Privacy advocates are sounding the alarm after security officials at some airports have been inspecting passengers’ books and other paper materials.
“Books raise very special privacy issues,” wrote American Civil Liberties Union Senior Policy Analyst Jay Stanley in a recent blog post. “There is a long history of special legal protection for the privacy of one’s reading habits in the United States, not only through numerous Supreme Court and other court decisions, but also through state laws that criminalize the violation of public library reading privacy or require a warrant to obtain book sales, rental, or lending records.”
In late May, the Sacramento Bee reported on paper screenings at the Sacramento airport. A similar screening was tested at the Kansas City International Airport in May, but the procedure was stopped shortly thereafter.
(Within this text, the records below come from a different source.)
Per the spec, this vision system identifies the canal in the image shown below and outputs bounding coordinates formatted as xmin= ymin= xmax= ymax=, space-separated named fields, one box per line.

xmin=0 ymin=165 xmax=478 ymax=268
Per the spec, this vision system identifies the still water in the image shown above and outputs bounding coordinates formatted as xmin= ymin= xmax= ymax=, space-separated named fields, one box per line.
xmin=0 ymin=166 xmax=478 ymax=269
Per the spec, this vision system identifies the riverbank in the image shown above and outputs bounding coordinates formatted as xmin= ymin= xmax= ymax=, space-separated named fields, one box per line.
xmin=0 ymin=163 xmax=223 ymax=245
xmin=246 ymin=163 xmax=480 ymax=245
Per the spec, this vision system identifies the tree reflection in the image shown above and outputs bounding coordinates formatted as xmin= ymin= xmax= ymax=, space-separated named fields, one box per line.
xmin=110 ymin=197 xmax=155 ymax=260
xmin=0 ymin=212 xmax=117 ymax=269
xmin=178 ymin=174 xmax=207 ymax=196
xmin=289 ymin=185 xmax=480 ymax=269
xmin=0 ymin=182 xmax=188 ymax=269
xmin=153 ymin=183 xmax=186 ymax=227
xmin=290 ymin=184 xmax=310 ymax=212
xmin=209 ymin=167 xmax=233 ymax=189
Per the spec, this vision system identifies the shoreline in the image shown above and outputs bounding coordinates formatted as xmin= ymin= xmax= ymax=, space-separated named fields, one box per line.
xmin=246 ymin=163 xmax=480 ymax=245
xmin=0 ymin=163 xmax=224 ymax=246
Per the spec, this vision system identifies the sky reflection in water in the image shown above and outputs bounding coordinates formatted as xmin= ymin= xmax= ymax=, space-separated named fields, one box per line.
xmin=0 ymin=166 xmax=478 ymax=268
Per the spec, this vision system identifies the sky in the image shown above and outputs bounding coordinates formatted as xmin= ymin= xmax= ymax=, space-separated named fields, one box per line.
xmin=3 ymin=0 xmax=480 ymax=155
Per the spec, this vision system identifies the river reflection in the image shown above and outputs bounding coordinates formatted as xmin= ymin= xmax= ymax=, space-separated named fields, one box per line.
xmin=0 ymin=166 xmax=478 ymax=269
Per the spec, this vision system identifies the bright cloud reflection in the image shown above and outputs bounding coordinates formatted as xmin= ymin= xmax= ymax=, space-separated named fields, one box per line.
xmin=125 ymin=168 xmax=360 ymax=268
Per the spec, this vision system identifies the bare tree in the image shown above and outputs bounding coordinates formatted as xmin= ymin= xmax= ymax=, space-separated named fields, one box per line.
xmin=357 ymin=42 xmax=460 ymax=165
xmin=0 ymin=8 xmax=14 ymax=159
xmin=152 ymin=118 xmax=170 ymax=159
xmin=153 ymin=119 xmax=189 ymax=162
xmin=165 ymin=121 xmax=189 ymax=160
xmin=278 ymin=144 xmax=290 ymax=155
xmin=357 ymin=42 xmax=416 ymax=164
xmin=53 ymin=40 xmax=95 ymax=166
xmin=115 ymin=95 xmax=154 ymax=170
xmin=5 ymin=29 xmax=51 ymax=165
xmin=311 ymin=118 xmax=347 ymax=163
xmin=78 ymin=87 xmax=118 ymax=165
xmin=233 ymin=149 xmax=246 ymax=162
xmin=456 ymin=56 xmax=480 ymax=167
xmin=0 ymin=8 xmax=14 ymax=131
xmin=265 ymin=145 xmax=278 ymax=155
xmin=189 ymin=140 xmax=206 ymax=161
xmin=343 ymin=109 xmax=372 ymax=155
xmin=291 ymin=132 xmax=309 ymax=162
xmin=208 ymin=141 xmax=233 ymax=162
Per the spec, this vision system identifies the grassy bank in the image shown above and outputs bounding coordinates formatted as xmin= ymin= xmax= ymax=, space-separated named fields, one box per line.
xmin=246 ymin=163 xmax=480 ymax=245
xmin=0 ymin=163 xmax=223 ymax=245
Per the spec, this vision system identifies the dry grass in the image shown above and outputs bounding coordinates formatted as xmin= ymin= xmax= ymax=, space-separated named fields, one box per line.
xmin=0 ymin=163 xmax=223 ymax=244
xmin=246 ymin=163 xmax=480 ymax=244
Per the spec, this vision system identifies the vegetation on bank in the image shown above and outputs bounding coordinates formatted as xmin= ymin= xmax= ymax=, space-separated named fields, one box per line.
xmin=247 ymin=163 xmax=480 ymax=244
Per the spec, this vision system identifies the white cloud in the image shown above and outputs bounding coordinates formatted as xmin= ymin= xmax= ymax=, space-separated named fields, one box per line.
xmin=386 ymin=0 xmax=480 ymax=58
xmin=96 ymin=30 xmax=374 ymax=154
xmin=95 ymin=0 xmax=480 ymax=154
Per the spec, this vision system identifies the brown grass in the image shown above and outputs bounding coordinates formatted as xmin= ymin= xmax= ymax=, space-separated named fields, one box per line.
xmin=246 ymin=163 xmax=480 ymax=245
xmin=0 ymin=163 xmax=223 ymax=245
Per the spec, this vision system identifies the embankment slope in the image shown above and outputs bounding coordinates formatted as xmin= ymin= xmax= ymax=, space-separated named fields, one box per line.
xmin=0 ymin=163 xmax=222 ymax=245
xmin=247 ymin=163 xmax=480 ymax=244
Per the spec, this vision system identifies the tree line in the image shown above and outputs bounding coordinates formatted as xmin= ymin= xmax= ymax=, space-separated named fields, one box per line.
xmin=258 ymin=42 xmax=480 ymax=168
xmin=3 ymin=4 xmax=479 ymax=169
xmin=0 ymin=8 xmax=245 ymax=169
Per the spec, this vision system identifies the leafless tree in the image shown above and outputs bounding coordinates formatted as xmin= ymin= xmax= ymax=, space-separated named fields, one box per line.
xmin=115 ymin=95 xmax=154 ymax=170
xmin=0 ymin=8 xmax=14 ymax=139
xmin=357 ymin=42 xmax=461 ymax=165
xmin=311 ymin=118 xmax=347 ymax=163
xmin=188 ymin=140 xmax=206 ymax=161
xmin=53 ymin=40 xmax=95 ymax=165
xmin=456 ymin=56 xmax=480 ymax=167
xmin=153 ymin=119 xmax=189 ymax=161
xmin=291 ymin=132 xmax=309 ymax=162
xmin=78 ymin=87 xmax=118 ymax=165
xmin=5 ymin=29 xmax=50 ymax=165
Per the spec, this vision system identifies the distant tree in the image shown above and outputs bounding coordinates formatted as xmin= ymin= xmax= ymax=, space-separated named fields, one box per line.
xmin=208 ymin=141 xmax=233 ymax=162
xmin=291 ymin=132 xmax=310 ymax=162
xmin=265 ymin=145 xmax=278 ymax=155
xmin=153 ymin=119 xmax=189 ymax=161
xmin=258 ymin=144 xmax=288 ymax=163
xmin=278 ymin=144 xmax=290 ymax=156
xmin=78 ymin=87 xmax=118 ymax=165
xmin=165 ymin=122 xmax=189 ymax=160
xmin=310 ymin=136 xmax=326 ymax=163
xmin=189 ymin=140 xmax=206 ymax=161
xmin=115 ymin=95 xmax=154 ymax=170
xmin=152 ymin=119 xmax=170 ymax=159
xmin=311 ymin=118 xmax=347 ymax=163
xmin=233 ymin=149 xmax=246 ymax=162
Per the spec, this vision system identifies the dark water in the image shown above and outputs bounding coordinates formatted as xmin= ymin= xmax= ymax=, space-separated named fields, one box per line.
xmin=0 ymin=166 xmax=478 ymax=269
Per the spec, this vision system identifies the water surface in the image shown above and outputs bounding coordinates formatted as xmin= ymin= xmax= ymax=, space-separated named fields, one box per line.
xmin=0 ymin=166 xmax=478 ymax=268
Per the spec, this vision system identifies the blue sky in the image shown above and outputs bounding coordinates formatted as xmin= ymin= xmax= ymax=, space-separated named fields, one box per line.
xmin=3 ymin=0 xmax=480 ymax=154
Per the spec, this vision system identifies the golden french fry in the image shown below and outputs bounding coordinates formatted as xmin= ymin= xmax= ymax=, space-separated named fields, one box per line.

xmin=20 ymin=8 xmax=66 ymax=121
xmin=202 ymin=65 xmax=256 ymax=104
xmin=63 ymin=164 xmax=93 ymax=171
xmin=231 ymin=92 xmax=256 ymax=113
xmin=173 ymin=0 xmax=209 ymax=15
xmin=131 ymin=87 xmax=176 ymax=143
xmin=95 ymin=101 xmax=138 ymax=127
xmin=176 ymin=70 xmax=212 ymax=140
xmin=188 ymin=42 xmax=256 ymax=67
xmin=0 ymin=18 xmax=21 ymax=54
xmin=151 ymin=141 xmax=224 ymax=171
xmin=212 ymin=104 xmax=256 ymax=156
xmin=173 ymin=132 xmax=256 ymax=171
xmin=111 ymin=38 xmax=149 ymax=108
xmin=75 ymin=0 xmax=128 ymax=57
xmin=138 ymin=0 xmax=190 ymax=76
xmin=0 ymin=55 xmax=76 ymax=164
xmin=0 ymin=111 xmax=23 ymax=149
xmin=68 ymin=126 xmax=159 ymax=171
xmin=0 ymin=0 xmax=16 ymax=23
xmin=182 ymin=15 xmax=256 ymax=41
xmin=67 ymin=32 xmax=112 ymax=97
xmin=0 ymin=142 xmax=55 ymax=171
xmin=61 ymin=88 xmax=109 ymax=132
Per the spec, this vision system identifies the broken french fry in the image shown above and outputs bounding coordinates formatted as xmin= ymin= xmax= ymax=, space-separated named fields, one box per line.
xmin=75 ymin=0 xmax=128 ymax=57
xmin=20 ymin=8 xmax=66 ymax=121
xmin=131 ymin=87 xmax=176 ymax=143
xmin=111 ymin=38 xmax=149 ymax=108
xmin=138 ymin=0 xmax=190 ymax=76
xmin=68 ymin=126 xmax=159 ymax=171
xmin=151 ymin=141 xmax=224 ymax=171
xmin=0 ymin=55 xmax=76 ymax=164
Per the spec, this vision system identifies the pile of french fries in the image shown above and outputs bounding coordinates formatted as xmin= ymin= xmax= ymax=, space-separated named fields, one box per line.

TSA officers at the two locations asked passengers to remove books and magazines for screening, but the initiatives are no longer in place, according to officials.
“Earlier this year, TSA tested procedures that called for books being separated from other items during x-ray screening,” TSA said in a statement to TIME. “This test protocol was designed so operators could have a clearer view of carry-on baggage at checkpoints. Like many tests TSA performs at checkpoints around the country, we collected valuable data but, at this time, are no longer testing or instituting these procedures.”
Correction: The original version of this story incorrectly described the screening of paper books at U.S. airports. The TSA says those screenings have stopped, they are not ongoing at several airports.